How to satisfy Laplace's equation ?

[hotel]

Hi

I am not quit sure I have understand the laplace equation correctly. I hope some one can help me with it.

As far as I understand if we are able to differentiate any function twice, then the function is harmonic.

so we assume $$V(x,y)$$ is harmonic because of the above.

Does it means that $$\nabla ^2V$$ is consequently equal to zero ?

How would V behave if

$$\nabla ^2V>0$$
and
$$\nabla ^2V<0$$
?

thanku

 

[dextercioby]

Nope,a function is harmonic on a domain if it is a solution of Laplace equation in that domain.

Daniel.

 

[hotel]

so for which conditions are the Laplace equation not satisfied ?

Is it only at discontinuities in some region of a function and discontinuities at the boundaries of a function ?

 

[dextercioby]

One requirement is that the function be $C^{2}$ class on that domain.If that domain is open,you don't have any boundary conditions.

Daniel.

 

[hotel]

what if the domain is closed ? how are the boundary conditions in this case ?

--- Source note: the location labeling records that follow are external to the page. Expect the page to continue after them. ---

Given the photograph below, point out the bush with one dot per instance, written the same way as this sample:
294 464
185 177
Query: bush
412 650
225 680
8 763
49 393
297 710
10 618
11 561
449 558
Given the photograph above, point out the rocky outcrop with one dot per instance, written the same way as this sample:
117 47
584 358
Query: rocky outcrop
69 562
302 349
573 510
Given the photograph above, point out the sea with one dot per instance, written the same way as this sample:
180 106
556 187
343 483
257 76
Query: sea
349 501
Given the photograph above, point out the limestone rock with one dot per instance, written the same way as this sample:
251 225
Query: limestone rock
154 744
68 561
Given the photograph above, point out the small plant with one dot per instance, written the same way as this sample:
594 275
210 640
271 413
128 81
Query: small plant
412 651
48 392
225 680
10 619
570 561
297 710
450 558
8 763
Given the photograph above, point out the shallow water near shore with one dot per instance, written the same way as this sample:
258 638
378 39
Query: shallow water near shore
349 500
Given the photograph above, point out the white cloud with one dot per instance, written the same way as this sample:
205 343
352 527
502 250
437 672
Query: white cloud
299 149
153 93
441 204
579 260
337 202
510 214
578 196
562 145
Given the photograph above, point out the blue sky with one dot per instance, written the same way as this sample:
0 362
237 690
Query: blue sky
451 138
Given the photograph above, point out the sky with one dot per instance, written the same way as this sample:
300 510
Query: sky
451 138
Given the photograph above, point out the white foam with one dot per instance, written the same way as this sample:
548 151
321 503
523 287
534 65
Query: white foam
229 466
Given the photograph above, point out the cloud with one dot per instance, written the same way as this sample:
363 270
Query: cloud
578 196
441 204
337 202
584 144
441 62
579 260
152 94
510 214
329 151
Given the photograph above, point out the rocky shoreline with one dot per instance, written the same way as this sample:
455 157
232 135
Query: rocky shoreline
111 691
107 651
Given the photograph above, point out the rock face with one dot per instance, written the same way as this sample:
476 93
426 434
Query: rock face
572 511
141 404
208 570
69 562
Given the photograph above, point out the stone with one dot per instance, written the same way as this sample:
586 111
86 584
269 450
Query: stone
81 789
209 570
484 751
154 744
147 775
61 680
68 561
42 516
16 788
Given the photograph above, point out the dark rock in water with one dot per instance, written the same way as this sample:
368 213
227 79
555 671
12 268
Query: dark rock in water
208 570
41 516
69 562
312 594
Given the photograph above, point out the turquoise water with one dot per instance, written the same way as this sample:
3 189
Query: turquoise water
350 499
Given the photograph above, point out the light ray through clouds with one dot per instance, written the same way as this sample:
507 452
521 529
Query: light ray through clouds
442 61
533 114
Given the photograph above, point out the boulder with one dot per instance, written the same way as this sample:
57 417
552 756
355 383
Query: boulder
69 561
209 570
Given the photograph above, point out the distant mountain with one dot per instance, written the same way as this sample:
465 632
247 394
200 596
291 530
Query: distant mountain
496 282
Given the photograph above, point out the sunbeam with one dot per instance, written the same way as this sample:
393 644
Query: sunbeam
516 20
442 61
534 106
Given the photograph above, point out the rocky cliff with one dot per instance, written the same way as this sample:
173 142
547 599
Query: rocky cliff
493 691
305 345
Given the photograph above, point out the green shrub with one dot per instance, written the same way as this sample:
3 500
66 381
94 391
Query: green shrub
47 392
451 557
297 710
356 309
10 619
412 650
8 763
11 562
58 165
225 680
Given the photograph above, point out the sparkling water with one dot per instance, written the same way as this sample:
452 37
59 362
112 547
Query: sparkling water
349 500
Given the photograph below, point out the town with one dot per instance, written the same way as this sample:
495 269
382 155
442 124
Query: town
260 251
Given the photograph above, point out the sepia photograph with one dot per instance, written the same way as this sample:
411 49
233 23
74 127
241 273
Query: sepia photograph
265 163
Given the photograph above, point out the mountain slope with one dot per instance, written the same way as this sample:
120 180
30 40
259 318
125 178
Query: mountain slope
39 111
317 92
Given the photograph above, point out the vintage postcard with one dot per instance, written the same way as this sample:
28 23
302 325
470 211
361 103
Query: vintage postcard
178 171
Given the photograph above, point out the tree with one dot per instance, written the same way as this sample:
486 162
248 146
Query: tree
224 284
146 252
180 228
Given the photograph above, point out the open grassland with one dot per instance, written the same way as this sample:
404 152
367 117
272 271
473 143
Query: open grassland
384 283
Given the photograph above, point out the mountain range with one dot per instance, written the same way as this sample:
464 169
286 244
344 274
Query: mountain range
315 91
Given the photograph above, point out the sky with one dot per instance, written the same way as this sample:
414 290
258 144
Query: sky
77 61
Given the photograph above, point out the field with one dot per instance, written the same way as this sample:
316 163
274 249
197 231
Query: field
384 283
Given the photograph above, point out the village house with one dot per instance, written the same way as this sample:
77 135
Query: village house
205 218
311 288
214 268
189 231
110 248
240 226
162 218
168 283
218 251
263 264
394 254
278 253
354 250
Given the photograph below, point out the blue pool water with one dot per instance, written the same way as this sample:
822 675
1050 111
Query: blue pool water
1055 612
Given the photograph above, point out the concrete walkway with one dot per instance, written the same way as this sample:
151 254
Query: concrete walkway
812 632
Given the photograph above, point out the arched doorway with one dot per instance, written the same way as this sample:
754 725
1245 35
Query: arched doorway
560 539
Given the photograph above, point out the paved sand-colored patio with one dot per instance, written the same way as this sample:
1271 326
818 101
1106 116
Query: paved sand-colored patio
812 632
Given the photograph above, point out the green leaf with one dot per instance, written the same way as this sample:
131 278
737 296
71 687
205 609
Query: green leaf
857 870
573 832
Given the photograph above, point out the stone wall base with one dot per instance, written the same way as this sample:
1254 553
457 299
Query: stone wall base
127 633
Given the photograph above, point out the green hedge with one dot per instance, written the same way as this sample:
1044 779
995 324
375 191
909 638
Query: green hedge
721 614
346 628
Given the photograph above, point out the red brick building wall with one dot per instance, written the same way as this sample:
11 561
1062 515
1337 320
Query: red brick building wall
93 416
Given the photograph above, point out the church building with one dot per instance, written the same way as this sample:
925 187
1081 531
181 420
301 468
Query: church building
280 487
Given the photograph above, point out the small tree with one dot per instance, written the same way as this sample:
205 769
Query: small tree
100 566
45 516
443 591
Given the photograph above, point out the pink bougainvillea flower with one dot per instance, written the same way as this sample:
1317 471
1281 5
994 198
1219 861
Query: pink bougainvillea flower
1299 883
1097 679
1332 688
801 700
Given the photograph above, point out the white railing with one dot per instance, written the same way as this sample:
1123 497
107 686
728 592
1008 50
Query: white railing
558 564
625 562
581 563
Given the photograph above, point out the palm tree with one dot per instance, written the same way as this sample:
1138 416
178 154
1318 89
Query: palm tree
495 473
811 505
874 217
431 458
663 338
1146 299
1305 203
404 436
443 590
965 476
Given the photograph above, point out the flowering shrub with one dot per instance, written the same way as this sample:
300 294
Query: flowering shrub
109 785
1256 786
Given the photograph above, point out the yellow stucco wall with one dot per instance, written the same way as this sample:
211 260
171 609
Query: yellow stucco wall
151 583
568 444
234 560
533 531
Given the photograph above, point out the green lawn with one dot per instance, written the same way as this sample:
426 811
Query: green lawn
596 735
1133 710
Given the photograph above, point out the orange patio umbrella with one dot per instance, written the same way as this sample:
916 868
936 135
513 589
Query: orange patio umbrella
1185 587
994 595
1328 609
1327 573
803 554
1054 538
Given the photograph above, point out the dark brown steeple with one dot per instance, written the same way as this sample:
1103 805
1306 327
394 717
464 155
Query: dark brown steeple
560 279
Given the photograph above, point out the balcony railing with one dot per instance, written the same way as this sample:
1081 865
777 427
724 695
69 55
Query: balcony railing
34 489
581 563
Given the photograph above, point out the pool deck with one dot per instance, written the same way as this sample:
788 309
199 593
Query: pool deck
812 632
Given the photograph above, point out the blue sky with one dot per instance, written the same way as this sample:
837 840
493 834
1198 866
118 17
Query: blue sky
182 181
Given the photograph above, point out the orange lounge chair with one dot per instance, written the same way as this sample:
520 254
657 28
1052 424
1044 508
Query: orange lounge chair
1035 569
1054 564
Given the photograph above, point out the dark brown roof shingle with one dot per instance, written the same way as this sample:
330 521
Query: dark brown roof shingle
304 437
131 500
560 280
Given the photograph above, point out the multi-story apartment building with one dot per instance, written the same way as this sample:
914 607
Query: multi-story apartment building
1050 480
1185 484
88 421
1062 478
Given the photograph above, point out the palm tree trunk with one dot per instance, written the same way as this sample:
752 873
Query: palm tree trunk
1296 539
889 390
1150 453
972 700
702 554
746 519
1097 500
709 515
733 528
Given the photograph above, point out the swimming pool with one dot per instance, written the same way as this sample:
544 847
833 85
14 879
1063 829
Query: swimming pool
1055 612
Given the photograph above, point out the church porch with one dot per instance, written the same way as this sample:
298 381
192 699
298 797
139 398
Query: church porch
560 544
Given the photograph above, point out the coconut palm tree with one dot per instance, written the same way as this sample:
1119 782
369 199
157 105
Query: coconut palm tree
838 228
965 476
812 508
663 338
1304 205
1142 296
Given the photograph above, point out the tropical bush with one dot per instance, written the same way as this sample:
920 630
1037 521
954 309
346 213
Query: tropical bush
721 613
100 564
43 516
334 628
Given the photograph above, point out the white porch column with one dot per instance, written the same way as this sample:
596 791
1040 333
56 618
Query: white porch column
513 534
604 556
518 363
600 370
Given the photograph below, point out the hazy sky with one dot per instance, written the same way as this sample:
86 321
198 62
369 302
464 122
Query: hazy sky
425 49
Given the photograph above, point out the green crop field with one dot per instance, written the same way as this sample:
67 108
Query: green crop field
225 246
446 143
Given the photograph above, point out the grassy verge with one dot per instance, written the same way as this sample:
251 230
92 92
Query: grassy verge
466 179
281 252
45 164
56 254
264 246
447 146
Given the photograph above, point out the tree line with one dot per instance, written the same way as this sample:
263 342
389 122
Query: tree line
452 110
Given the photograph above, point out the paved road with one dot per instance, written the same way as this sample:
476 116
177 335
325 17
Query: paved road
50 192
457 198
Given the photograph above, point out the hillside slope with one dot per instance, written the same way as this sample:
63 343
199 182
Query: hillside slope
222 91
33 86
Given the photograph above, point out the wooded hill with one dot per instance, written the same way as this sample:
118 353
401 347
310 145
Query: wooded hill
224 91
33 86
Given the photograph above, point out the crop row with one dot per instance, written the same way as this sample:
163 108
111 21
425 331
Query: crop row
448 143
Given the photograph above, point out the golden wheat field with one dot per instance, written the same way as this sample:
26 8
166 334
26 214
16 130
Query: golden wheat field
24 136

Or the equation can only be satisfied under open domains?

 

[dextercioby]

It doesn't matter whether the domain is open or closed,the equation is the same,but the requirements on the function may differ from one case to another.

Daniel.

 

[mathwonk]

take any complex differentiable function, i.e. any analytic function such as a complex polynomial. then the real part is harmonic, and vice versa.

the property of harmonicity has a physical meaning with respect to perhaps the distribution of temperature in a disc.

certainly not all C^2 functions are harmonic. for one thing harmonic functions have the famous maximum principle satisfied by holomorphic i.e. analytic functions, they never take their maximum on any open set. (i think.)


e.g. let us consider z^2 = (x+iy)^2 = x^2 -y^2 + 2ixy. then x^2 -y^2 and also xy are harmonic, but just x^2 is not harmonic because the second derivative wrt x is 2, while the second deriv wrt y is 0. so they are not negatives of each other.

in the classical theory of holomorphic functions, proving they exist (with certain boundary properties) was done first by proving harmonic functions exist.

this is the famous Dirichlet principle, assumed by riemann and proved by Neumann and Hilbert, and others.

there is a beautiful treatment in the wonderful trilogy of books by c.l.siegel, "topics in complex analysis", where he essentially goes through riemann's thesis and part of his work on abelian functions and provides almost all rigorous details for riiemann's claims, especially in siegel's chapters 2 and 4.